Premshree Pillai ([info]premshree) wrote,
@ 2005-01-25 22:31:00
Previous Entry  Add to memories!  Tell a Friend!  Next Entry
Current music:Deep Purple - Black Night

REBOL: A better XML?
Carl has always been critical about XML. XML is verbose—that’s not news: XML, as a means for information exchange, contains a lot of redundant information. Compression of XML documents for information exchange is common.

In his recent article, Carl talks about XML, comparing it (inevitably, and for good reason too) with REBOL. Using REBOL blocks to represent semantic information makes the document readable, like XML, and at the same time is less verbose.

As an example, quoting Carl:

XML uses its metadata tags as “grouping” quotes everywhere. This extends to all levels of structure. So, to create a customer record in XML you write:
<customer>
    <name>Bob Smith</name>
    <email>bob@example.com</email>
    <site>http://www.example.com/bob</site>
    <age>27</age>
    <phone>555-1212</phone>
    <city>Ukiah</city>
</customer>
The <customer> tags indicate the bounds of the customer data record.
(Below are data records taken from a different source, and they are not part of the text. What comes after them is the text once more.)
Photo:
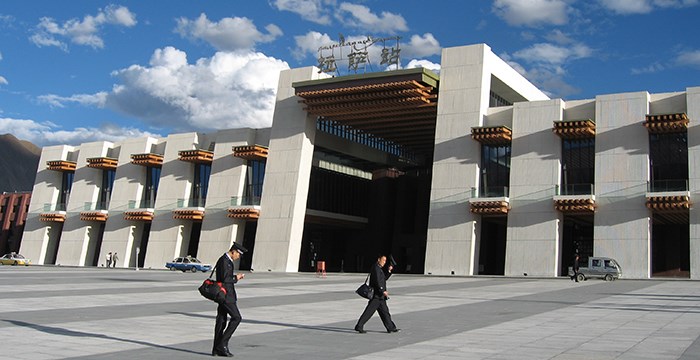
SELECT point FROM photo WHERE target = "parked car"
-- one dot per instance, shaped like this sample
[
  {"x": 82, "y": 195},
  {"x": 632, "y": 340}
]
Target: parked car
[
  {"x": 187, "y": 263},
  {"x": 598, "y": 268},
  {"x": 14, "y": 259}
]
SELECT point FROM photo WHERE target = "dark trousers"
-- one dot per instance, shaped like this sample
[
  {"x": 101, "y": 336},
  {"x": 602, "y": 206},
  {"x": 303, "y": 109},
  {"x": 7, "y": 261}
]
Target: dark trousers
[
  {"x": 376, "y": 304},
  {"x": 223, "y": 333}
]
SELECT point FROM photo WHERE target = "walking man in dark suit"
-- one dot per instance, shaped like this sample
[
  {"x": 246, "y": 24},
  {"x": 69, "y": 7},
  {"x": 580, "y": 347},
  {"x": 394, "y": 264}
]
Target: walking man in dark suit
[
  {"x": 377, "y": 280},
  {"x": 225, "y": 273}
]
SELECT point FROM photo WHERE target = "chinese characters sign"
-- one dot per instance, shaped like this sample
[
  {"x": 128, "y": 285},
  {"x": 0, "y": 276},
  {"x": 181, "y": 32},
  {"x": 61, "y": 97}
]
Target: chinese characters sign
[{"x": 358, "y": 54}]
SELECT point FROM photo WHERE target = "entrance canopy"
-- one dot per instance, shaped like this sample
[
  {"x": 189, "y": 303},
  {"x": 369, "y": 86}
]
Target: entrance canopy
[{"x": 397, "y": 106}]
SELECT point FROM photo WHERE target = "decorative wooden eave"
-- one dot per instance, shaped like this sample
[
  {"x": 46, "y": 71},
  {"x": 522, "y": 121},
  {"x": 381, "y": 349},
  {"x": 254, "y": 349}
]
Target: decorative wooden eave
[
  {"x": 103, "y": 163},
  {"x": 499, "y": 207},
  {"x": 53, "y": 217},
  {"x": 61, "y": 165},
  {"x": 244, "y": 213},
  {"x": 667, "y": 123},
  {"x": 197, "y": 156},
  {"x": 575, "y": 206},
  {"x": 188, "y": 214},
  {"x": 574, "y": 129},
  {"x": 139, "y": 215},
  {"x": 677, "y": 203},
  {"x": 99, "y": 215},
  {"x": 497, "y": 135},
  {"x": 148, "y": 159},
  {"x": 250, "y": 152}
]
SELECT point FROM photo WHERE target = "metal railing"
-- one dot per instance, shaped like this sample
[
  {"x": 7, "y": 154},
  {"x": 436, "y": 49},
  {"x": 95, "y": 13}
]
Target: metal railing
[
  {"x": 574, "y": 189},
  {"x": 667, "y": 185},
  {"x": 489, "y": 191}
]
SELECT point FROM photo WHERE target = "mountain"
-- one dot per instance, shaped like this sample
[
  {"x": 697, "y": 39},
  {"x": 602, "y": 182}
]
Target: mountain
[{"x": 19, "y": 160}]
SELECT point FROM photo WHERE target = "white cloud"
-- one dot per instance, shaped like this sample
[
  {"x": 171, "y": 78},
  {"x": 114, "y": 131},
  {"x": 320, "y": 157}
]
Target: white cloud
[
  {"x": 547, "y": 65},
  {"x": 421, "y": 46},
  {"x": 627, "y": 7},
  {"x": 423, "y": 64},
  {"x": 47, "y": 133},
  {"x": 689, "y": 58},
  {"x": 361, "y": 17},
  {"x": 228, "y": 34},
  {"x": 655, "y": 67},
  {"x": 310, "y": 43},
  {"x": 311, "y": 10},
  {"x": 546, "y": 53},
  {"x": 228, "y": 90},
  {"x": 532, "y": 12},
  {"x": 53, "y": 100},
  {"x": 81, "y": 32}
]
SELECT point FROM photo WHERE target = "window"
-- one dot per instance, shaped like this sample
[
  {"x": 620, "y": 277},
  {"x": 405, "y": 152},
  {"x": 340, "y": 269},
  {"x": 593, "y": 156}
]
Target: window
[
  {"x": 66, "y": 184},
  {"x": 668, "y": 157},
  {"x": 578, "y": 170},
  {"x": 255, "y": 174},
  {"x": 152, "y": 181},
  {"x": 495, "y": 170},
  {"x": 201, "y": 184}
]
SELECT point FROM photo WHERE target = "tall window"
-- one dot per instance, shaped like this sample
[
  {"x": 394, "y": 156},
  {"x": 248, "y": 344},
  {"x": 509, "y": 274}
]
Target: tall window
[
  {"x": 152, "y": 180},
  {"x": 66, "y": 184},
  {"x": 201, "y": 184},
  {"x": 255, "y": 175},
  {"x": 578, "y": 171},
  {"x": 495, "y": 170},
  {"x": 105, "y": 189},
  {"x": 668, "y": 156}
]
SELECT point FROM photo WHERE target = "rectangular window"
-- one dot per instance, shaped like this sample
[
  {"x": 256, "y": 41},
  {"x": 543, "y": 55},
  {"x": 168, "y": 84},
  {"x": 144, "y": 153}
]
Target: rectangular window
[
  {"x": 64, "y": 194},
  {"x": 201, "y": 184},
  {"x": 495, "y": 171},
  {"x": 578, "y": 166},
  {"x": 152, "y": 181},
  {"x": 255, "y": 174},
  {"x": 668, "y": 157}
]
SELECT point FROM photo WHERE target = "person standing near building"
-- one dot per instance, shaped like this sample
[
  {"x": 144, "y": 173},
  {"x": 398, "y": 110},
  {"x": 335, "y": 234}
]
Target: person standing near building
[
  {"x": 377, "y": 280},
  {"x": 225, "y": 273}
]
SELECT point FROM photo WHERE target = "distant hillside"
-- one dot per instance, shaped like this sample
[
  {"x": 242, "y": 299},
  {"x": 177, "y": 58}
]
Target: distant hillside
[{"x": 18, "y": 164}]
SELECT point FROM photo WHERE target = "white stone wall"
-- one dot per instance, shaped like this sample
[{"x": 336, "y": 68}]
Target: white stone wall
[
  {"x": 78, "y": 235},
  {"x": 37, "y": 239},
  {"x": 622, "y": 221},
  {"x": 123, "y": 236},
  {"x": 693, "y": 104},
  {"x": 533, "y": 237},
  {"x": 169, "y": 236}
]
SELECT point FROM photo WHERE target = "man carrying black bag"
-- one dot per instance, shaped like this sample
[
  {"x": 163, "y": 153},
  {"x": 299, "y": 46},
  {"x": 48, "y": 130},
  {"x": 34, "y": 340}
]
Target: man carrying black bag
[
  {"x": 225, "y": 273},
  {"x": 377, "y": 280}
]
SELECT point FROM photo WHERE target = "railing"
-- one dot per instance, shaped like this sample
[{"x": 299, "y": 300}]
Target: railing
[
  {"x": 489, "y": 191},
  {"x": 245, "y": 200},
  {"x": 574, "y": 189},
  {"x": 54, "y": 207},
  {"x": 667, "y": 185}
]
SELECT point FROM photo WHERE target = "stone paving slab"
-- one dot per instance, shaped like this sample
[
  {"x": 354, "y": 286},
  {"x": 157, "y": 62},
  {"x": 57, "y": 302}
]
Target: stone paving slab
[{"x": 97, "y": 313}]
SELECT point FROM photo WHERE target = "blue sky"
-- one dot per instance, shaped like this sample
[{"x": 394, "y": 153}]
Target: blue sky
[{"x": 86, "y": 70}]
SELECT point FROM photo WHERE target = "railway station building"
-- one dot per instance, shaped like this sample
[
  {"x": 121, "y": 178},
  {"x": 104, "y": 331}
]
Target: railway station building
[{"x": 472, "y": 171}]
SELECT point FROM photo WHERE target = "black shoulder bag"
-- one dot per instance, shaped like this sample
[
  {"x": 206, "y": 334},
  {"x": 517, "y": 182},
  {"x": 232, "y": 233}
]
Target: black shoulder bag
[
  {"x": 213, "y": 290},
  {"x": 365, "y": 290}
]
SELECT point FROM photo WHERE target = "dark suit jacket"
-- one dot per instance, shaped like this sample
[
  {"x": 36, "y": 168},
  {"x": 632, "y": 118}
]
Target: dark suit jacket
[
  {"x": 227, "y": 276},
  {"x": 377, "y": 280}
]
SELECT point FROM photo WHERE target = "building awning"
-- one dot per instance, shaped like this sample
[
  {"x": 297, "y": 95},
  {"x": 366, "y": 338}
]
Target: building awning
[{"x": 398, "y": 106}]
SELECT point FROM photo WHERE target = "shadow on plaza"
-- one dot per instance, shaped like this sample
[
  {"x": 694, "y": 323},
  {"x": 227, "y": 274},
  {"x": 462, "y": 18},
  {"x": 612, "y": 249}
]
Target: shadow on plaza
[
  {"x": 65, "y": 332},
  {"x": 274, "y": 323}
]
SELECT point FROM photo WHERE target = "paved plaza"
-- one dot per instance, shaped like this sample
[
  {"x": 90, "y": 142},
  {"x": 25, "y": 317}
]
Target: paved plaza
[{"x": 99, "y": 313}]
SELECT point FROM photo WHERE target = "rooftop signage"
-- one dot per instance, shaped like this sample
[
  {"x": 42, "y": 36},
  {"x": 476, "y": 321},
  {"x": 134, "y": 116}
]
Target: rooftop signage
[{"x": 358, "y": 54}]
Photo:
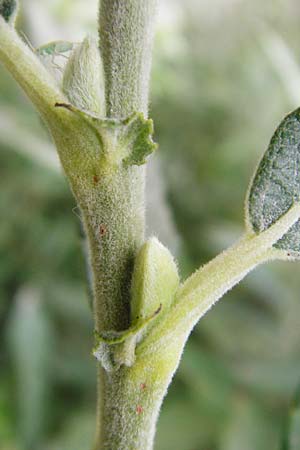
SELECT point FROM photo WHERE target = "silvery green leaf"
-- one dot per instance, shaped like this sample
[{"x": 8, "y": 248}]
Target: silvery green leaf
[
  {"x": 276, "y": 184},
  {"x": 9, "y": 10}
]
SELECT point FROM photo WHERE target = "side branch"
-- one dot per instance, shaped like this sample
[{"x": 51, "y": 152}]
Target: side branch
[
  {"x": 29, "y": 72},
  {"x": 201, "y": 291}
]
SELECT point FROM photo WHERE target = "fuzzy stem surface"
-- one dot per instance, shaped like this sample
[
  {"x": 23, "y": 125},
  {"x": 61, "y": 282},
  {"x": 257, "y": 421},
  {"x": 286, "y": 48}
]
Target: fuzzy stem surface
[{"x": 125, "y": 33}]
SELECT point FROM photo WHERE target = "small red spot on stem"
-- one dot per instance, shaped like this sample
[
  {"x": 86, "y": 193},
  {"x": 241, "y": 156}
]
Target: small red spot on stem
[
  {"x": 102, "y": 230},
  {"x": 139, "y": 409}
]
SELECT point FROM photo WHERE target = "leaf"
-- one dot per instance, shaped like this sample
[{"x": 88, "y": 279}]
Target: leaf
[
  {"x": 83, "y": 80},
  {"x": 127, "y": 141},
  {"x": 136, "y": 137},
  {"x": 276, "y": 185},
  {"x": 291, "y": 440},
  {"x": 155, "y": 280},
  {"x": 9, "y": 10}
]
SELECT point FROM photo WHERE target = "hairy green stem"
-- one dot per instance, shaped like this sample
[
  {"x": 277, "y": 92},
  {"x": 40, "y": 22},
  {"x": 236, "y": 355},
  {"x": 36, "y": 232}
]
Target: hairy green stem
[
  {"x": 126, "y": 35},
  {"x": 125, "y": 32}
]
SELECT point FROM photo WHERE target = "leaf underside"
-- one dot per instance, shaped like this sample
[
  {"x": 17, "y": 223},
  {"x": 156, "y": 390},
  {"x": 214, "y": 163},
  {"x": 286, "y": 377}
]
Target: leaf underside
[
  {"x": 276, "y": 184},
  {"x": 8, "y": 9}
]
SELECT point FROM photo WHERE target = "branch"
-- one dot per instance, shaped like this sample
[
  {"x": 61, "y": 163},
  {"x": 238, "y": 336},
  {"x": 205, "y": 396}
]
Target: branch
[
  {"x": 29, "y": 72},
  {"x": 126, "y": 36},
  {"x": 207, "y": 285}
]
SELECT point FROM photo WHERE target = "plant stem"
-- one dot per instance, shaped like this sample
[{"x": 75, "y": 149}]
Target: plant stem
[{"x": 126, "y": 30}]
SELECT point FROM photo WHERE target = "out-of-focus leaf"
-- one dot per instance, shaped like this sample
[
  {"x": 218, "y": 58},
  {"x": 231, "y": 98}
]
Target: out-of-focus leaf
[
  {"x": 291, "y": 439},
  {"x": 248, "y": 427},
  {"x": 30, "y": 339},
  {"x": 77, "y": 434}
]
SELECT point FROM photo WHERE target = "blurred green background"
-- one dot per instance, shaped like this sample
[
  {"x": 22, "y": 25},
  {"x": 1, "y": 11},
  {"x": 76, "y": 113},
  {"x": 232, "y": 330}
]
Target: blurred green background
[{"x": 224, "y": 73}]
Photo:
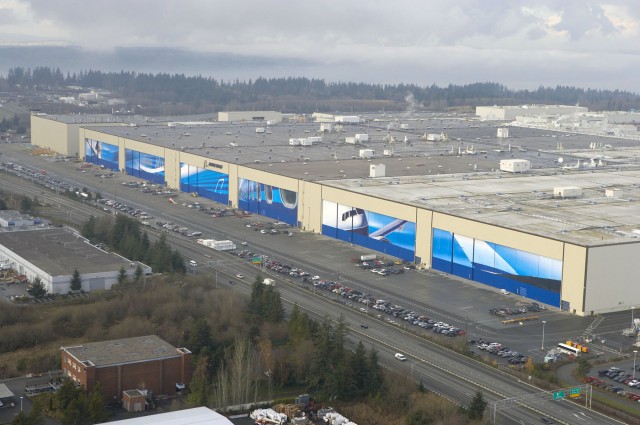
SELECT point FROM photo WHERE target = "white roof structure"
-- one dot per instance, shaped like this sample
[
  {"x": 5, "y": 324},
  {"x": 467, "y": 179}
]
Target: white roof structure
[
  {"x": 198, "y": 415},
  {"x": 5, "y": 392}
]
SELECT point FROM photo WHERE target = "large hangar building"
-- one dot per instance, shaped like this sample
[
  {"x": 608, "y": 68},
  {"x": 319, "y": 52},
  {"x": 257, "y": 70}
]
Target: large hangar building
[{"x": 564, "y": 233}]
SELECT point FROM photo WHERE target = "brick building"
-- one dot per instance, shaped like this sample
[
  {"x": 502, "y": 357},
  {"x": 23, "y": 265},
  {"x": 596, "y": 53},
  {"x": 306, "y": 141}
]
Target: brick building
[{"x": 145, "y": 362}]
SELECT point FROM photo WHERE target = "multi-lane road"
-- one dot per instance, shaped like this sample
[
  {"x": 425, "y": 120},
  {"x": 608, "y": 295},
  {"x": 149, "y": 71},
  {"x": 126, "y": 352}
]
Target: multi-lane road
[{"x": 455, "y": 376}]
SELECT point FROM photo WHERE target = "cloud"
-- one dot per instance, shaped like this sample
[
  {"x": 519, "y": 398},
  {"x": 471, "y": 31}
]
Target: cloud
[{"x": 510, "y": 42}]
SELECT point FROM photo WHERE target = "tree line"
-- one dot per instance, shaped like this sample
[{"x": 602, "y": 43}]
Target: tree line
[{"x": 162, "y": 93}]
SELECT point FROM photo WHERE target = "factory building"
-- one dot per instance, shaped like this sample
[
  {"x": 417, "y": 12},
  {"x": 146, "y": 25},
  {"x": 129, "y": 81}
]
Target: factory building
[
  {"x": 255, "y": 116},
  {"x": 53, "y": 254},
  {"x": 509, "y": 113},
  {"x": 446, "y": 205},
  {"x": 145, "y": 362}
]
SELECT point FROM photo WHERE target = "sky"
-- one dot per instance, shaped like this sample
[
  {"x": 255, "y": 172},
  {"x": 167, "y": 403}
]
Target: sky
[{"x": 518, "y": 43}]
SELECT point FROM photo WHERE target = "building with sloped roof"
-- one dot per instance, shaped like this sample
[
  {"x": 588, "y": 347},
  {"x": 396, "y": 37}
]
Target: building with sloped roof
[{"x": 118, "y": 365}]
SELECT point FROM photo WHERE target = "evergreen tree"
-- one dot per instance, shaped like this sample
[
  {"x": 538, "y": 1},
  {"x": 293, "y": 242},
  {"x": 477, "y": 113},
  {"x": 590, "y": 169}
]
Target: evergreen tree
[
  {"x": 477, "y": 407},
  {"x": 37, "y": 289},
  {"x": 20, "y": 419},
  {"x": 273, "y": 311},
  {"x": 358, "y": 371},
  {"x": 374, "y": 383},
  {"x": 76, "y": 281},
  {"x": 200, "y": 386},
  {"x": 26, "y": 205},
  {"x": 122, "y": 275},
  {"x": 96, "y": 406},
  {"x": 138, "y": 273},
  {"x": 65, "y": 394},
  {"x": 199, "y": 336}
]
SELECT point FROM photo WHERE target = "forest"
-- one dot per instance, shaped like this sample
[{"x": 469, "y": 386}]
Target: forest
[{"x": 164, "y": 93}]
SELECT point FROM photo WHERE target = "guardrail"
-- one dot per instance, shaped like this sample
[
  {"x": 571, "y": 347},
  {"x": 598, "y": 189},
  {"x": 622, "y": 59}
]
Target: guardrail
[{"x": 519, "y": 320}]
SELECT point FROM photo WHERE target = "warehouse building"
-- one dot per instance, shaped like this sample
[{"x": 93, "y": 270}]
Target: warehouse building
[
  {"x": 127, "y": 364},
  {"x": 443, "y": 205},
  {"x": 52, "y": 254},
  {"x": 254, "y": 116},
  {"x": 509, "y": 113}
]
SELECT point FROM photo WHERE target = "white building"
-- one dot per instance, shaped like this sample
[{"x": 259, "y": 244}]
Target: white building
[
  {"x": 259, "y": 116},
  {"x": 509, "y": 113},
  {"x": 53, "y": 254}
]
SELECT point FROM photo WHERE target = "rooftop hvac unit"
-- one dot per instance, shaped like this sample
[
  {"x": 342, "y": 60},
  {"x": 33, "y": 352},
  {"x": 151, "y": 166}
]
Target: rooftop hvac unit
[
  {"x": 567, "y": 192},
  {"x": 613, "y": 193},
  {"x": 377, "y": 170}
]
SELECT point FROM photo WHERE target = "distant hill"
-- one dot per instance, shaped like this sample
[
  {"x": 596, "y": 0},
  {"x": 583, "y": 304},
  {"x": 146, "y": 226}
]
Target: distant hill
[{"x": 164, "y": 81}]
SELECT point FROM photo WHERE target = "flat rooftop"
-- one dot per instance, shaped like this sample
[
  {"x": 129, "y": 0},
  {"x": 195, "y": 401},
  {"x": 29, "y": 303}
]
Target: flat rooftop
[
  {"x": 525, "y": 202},
  {"x": 120, "y": 351},
  {"x": 459, "y": 175},
  {"x": 398, "y": 142},
  {"x": 58, "y": 251}
]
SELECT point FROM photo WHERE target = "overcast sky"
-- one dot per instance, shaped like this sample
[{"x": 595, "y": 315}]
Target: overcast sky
[{"x": 519, "y": 43}]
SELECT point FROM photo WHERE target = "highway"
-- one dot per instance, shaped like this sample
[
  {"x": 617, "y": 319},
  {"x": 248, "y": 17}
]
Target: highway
[{"x": 448, "y": 373}]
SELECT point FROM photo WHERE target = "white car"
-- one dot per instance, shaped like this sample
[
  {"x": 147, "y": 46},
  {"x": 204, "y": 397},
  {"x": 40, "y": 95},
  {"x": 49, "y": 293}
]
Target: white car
[{"x": 401, "y": 357}]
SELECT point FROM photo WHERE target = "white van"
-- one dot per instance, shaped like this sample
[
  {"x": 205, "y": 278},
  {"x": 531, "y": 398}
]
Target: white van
[{"x": 401, "y": 357}]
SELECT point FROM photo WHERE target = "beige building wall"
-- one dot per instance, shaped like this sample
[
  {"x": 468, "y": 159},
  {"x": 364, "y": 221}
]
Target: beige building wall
[
  {"x": 612, "y": 278},
  {"x": 51, "y": 134},
  {"x": 424, "y": 236},
  {"x": 310, "y": 206},
  {"x": 490, "y": 233},
  {"x": 573, "y": 277}
]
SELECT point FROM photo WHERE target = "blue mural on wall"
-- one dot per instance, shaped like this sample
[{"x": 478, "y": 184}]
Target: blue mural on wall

In REBOL, there is a single mechanism for all groups of data: blocks. The above example would be:
customer: [
    name:  "Bob Smith"
    email: bob@example.com
    site:  http://www.example.com/bob</website>
    age:   27
    phone: #555-1212
    city: "Ukiah"
]
Here REBOL’s block symbols [ ] are used to indicate the bounds of the customer data record. This method works for all levels of structure.
As Carl mentions, in certain cases semantic may be implied too:
The XML situation becomes even worse when a sequential series of values needs to be expressed. Suppose the customer record above is extended to indicate products of customer interest:
<interests>
    <product>cpu</product>
    <product>memory>/product>
    <product>disk</product>
</interests>
Even if this record were 1000 products long, the same redundant tags would be applied. That's because XML uses tags as delimiters (quotes).

In REBOL, you would recognize that the products all come from the same semantic domain, so you can imply the semantics in such cases and just write:
interests: [cpu memory disk]
Now that’s something you couldn’t do with XML.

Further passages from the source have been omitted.